We can write the sum in the expression for $B_l$, Equation (12) as a theta function,

$$B_l/Y(1,0)={\Theta }_{l+1,k+2}(\tau ,k/2,0),$$

(22)

where we used the definition, Equation (17). The theta functions transform nicely under modular transformations [9],

$${\Theta }_{n,m}\left(-\frac{1}{\tau },\frac{z}{\tau },u-\frac{z^2}{2\tau }\right)=\frac{1}{\sqrt{2m}}{(-i\tau )}^{\frac{1}{2}}\sum _{lmod2m}{e}^{-\pi iln/m}{\Theta }_{l,m}(\tau ,z,u).$$

(23)

Using this, we find the partition function $Z(0,1)$ by calculating $Z(1,0)(-1/\tau )$. We find,

$$Z(0,1)={\left|Y(0,1)\right|}^2\sum _{\genfrac{}{}{0pt}{}{\gamma ,\overline{\gamma }mod2(k+2)}{\gamma -\overline{\gamma }=0modk+2}}{e}^{\pi i(\gamma -\overline{\gamma })/(k+2)}{\Theta }_{\gamma +\frac{p}{2},k+2}(\tau ,0,0){\Theta }_{\overline{\gamma }+\frac{p}{2},k+2}{(\tau ,0,0)}^{*},$$

(24)

where $p=0$ or $p=1$, $p=kmod2$.

$$D_{\gamma }=Y(0,1)({\Theta }_{\gamma +\frac{p}{2},k+2}-{\Theta }_{\gamma +\frac{p}{2}+k+2,k+2})/a$$

(25)

are the characters of the twisted sector, with respect to the appropriate extended chiral algebra. a is a numerical factor equal to $\sqrt{2}$ for parafermions and $a=2$ for $N=2$ and $SU\left(2\right)$. The lowest dimension field in $D_{\gamma }$ (‘primary fields’) are the disorder fields $A_{\gamma }$ of dimension,

$${\Delta }_{\gamma }=\frac{{(\gamma +p/2)}^2}{4(k+2)}+s+c/24,$$

(26)

where $s=0$ for $SU\left(2\right)$ and $N=2$, and $s=-1/48$ for parafermions, c is the central charge and $\gamma$ is defined modulo $k+2$. Actually, for parafermions, the dimensions of these disorder fields were already calculated by Zamolodchikov [13], and our results agree in this case. The novelty here is that we obtained the characters, as well.

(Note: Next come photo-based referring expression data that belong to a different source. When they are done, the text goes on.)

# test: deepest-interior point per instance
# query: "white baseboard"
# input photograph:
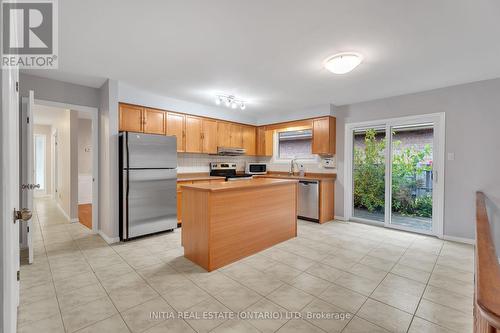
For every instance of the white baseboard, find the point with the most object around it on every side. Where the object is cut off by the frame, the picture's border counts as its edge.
(460, 239)
(62, 211)
(108, 240)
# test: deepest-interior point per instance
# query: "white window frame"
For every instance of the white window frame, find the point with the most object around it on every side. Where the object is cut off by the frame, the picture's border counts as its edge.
(276, 145)
(438, 119)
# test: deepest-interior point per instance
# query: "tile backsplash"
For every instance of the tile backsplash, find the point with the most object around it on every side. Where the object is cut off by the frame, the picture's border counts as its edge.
(194, 163)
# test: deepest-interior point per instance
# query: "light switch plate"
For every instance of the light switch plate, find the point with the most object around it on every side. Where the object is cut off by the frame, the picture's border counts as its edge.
(328, 163)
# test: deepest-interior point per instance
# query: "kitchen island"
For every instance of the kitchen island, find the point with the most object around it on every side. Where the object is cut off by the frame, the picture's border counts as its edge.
(226, 221)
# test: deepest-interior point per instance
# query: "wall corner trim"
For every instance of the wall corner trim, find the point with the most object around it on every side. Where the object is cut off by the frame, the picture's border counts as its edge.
(460, 239)
(108, 240)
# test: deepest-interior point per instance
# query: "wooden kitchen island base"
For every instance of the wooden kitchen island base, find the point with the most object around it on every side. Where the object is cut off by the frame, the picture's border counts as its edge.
(227, 221)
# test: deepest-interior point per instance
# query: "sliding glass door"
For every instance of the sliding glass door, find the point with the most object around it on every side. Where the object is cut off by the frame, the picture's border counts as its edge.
(369, 173)
(392, 169)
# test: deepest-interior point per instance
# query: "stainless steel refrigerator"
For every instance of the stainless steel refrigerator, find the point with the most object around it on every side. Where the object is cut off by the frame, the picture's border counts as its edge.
(148, 184)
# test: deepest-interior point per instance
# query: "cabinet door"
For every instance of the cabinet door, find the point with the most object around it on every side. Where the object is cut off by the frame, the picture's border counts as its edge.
(321, 136)
(209, 135)
(223, 134)
(264, 142)
(236, 136)
(131, 118)
(324, 136)
(193, 135)
(175, 127)
(154, 121)
(249, 140)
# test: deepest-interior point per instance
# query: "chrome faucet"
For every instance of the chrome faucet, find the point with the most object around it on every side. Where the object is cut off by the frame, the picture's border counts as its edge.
(292, 162)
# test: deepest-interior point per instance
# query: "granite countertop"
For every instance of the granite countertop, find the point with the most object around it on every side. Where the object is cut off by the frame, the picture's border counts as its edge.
(314, 176)
(238, 184)
(183, 177)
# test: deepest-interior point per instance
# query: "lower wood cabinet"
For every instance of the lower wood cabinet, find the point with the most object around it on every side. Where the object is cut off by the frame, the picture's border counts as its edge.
(154, 121)
(176, 126)
(194, 137)
(203, 135)
(131, 118)
(179, 193)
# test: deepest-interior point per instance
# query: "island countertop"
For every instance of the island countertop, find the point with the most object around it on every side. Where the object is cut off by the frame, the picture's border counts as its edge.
(238, 184)
(227, 221)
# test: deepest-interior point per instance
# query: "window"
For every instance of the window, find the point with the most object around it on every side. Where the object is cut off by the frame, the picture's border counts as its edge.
(39, 160)
(295, 144)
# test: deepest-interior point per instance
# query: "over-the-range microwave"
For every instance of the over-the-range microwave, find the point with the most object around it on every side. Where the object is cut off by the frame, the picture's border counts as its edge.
(256, 168)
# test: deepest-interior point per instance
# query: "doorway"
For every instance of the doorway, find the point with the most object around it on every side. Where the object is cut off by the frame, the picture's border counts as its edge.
(392, 169)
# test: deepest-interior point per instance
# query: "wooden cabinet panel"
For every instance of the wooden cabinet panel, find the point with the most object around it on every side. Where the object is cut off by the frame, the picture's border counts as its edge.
(236, 135)
(209, 135)
(249, 140)
(324, 136)
(154, 121)
(194, 134)
(264, 141)
(131, 118)
(223, 134)
(176, 127)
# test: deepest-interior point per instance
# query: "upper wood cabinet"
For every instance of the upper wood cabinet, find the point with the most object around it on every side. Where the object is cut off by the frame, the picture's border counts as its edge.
(223, 134)
(194, 136)
(264, 141)
(209, 136)
(324, 136)
(154, 121)
(131, 118)
(249, 140)
(176, 126)
(236, 135)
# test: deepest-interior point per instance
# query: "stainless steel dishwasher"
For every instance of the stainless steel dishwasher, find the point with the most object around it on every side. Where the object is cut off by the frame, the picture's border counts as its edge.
(308, 200)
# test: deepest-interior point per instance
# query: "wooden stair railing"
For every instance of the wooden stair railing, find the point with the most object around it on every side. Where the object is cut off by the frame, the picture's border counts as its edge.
(487, 274)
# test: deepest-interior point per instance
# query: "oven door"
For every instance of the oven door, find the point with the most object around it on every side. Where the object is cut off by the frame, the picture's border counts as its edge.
(257, 169)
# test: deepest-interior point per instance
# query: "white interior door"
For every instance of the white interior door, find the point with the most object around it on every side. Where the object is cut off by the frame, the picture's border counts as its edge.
(9, 180)
(392, 166)
(27, 169)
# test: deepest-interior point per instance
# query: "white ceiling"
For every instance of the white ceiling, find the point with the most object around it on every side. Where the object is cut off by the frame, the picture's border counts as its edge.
(270, 53)
(47, 115)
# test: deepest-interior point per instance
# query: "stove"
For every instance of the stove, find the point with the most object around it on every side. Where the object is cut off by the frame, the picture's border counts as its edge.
(228, 170)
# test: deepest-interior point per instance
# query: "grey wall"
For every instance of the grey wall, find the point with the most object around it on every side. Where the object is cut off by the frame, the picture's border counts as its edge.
(472, 126)
(84, 141)
(58, 91)
(108, 160)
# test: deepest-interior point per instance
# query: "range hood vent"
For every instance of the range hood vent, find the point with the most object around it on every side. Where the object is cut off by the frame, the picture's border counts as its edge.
(230, 151)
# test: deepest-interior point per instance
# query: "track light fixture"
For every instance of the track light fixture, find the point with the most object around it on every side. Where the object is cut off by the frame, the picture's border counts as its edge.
(230, 101)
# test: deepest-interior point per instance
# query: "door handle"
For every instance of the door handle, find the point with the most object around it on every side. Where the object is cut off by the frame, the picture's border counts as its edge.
(24, 214)
(29, 186)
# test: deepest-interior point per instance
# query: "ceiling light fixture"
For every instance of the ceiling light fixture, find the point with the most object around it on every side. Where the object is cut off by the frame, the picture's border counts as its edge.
(230, 101)
(343, 63)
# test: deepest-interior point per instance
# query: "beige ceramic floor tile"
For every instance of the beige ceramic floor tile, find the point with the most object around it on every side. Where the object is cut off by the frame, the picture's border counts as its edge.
(290, 298)
(36, 311)
(264, 324)
(444, 316)
(88, 314)
(344, 298)
(114, 324)
(51, 324)
(419, 325)
(359, 325)
(385, 316)
(310, 284)
(139, 318)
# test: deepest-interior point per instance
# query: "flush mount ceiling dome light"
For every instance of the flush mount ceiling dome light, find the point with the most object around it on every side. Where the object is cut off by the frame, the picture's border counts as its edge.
(343, 63)
(230, 101)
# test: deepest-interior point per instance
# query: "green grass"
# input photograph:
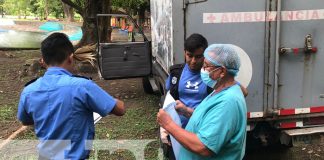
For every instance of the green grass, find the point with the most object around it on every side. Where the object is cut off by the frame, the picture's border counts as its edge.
(139, 123)
(8, 112)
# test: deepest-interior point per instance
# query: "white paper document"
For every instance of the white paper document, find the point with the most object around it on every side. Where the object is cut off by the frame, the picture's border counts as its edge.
(169, 106)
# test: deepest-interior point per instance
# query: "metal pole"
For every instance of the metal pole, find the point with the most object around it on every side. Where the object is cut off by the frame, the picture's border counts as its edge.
(278, 34)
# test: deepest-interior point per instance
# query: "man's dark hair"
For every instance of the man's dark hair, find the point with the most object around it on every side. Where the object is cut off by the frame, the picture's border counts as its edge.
(56, 48)
(194, 42)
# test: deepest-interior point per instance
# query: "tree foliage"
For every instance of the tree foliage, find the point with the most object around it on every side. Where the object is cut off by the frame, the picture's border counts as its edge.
(39, 8)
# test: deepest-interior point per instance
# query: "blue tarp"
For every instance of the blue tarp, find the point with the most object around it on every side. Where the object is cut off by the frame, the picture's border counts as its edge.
(51, 26)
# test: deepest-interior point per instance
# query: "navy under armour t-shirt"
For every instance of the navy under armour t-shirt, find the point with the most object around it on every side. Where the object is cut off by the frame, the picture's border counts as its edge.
(191, 90)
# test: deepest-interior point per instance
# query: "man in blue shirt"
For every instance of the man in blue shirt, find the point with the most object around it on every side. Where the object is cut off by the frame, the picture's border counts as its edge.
(61, 105)
(184, 81)
(217, 128)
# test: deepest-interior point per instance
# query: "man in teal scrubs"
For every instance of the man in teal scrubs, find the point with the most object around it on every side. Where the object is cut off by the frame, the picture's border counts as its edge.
(217, 128)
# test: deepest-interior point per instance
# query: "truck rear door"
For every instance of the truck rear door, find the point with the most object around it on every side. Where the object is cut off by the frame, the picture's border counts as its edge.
(301, 58)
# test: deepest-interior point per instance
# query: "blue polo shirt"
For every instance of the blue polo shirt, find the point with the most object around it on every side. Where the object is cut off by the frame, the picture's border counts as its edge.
(191, 90)
(61, 107)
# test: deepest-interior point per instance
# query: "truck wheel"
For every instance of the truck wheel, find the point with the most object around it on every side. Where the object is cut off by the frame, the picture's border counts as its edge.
(147, 86)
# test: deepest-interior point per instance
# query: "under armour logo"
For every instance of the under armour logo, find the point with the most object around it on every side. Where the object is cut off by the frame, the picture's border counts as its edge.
(189, 85)
(174, 80)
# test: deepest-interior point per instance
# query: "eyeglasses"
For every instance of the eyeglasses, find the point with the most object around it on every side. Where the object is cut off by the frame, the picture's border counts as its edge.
(208, 66)
(191, 55)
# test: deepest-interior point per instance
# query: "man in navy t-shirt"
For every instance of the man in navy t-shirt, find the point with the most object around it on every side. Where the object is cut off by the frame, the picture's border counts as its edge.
(186, 86)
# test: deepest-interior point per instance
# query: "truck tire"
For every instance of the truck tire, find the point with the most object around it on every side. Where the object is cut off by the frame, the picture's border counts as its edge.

In terms of these, the partition function $Z(0,1)$ is left–right symmetric. The prefactor, $Y(0,1)$, comes from the modular transform of the $Y(1,0)$. We find,

$$\begin{array}{cc}\hfill Y(0,1)& =\frac{\sqrt{2}}{\eta (\tau /2)},\mathrm{for}\mathrm{parafermions},\hfill \\ \hfill Y(0,1)& =\frac{2\eta \left(\tau \right)}{\eta {(\tau /2)}^2},\mathrm{for}SU\left(2\right)\mathrm{and}N=2,\hfill \end{array}$$

(27)

where we used the well know transformation properties of the eta function, e.g., [9].